= IB Group 6 subjects =

Subject group in the International Baccalaureate program

The Group 6: The Arts subjects of the International Baccalaureate Diploma Programme consist of five courses at both Standard Level (SL) and Higher Level (HL): Dance, Music, Theatre, Visual Arts, and Film. The transdisciplinary course Literature and Performance (satisfying the requirements of Groups 1 and 6) is also available at Standard Level. Students seeking the IB Diploma may substitute courses from the other five Subject Groups instead of taking a Group 6 course (see below). A school-based syllabus devised by an IB World School, as approved and externally moderated by the IB, may also form the basis for a course taken in place of a Group 6 course.

==Dance SL and HL==
IB Dance is available at both standard level (SL) and higher level (HL). For both levels, the candidate must complete an internal assessment, (performance task), and two external assessments (composition and World Dance Investigation).

One of the external assessment components requires candidates to write an analytical essay, (the World Dance Investigation, or WDI), comparing and contrasting two dance styles, one of which is familiar to the candidate, and the other is not. At SL, the WDI is 1500 words, whereas at HL, the WDI is 2500 words and must include a comparison of one short dance excerpt from each of the styles being analysed. At SL, the WDI is weighted at 20%, and at HL, the WDI is weighted at 25%.

The second external assessment component is Composition and Analysis. The candidate is required to choreograph either two dances totalling 6 - 10 minutes at SL, or three dances totalling 8 - 15 minutes at HL. At HL, two of the dances must show clear compositional contrast. One of the dances in this component must be accompanied by an analytical statement (800 words at SL or 1000 words at HL), documenting and reflecting upon the choreographic process. At HL the statement must include a discussion of how other sections of the IB Dance course have influenced the dance being discussed. At SL, Composition and Analysis is weighted at 40%, and at HL, Composition and Analysis is weighted at 35%.

In the internal assessment component (Performance), SL candidates are required to submit one or two dances totalling 3 - 6 minutes, where at least one dance is a solo or a duet, and HL candidates are required to submit two or three dances totalling 6 - 9 minutes, where at least half the time submitted is solo or duet work. For both levels, the dances must be presented at an open showing, and the works must be choreographed by someone other than the candidate. At both levels, short programme notes must be submitted detailing basic information about the dance, including the choreographer's name and the dance's intention. At both levels, Performance is weighted at 40%.
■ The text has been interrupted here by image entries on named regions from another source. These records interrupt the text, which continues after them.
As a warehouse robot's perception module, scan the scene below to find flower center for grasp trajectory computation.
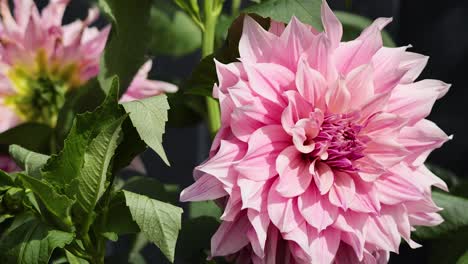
[4,51,76,127]
[304,114,365,171]
[5,70,68,126]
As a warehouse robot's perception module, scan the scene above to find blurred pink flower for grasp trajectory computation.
[0,0,110,129]
[181,2,449,264]
[120,60,178,102]
[0,154,20,172]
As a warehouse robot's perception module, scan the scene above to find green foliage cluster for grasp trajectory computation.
[0,0,468,264]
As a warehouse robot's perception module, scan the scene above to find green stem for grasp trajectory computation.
[202,0,221,138]
[231,0,242,17]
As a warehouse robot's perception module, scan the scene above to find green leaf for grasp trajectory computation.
[122,95,169,165]
[98,192,140,236]
[123,191,183,262]
[122,176,180,203]
[77,115,127,213]
[415,192,468,239]
[65,250,89,264]
[243,0,322,30]
[0,123,52,153]
[0,170,16,188]
[189,201,223,219]
[10,145,50,178]
[177,216,219,263]
[98,0,153,94]
[19,174,75,230]
[184,55,218,97]
[42,78,124,188]
[0,215,74,264]
[150,3,202,57]
[335,11,396,47]
[55,79,105,147]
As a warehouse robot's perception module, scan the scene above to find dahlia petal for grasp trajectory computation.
[399,119,451,167]
[245,63,294,104]
[400,52,429,83]
[385,205,421,248]
[211,214,251,257]
[375,164,423,205]
[366,214,401,253]
[268,180,304,233]
[326,79,351,113]
[220,186,242,221]
[298,186,338,232]
[310,228,341,264]
[409,212,444,226]
[387,80,450,124]
[281,91,313,135]
[349,181,381,213]
[276,146,312,197]
[306,33,334,80]
[414,165,449,192]
[180,174,228,202]
[321,1,343,49]
[196,140,246,192]
[247,210,270,258]
[235,125,290,181]
[328,171,356,211]
[296,58,327,107]
[372,47,408,93]
[214,59,245,93]
[346,64,374,106]
[309,162,335,195]
[361,112,407,137]
[278,16,314,71]
[239,16,277,62]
In both SL and HL Dance, the emphasis is placed on developing a thorough understanding of diverse dance forms and their cultural contexts. This includes studying the evolution of dance styles and their impact on modern practices. HL students are expected to demonstrate a higher level of analytical and choreographic skill, integrating feedback from their internal assessments to refine their compositions.

==Music SL and HL==
IB Music can be taken at either the standard level (SL) or higher level (HL). For both levels of IB Music the candidate must conduct a musical investigation. This requires research of two completely different musical genres with comparable qualities (e.g. Tuvan throat singing and Baroque opera). The information will then be presented in the form of a media script which will be assessed externally.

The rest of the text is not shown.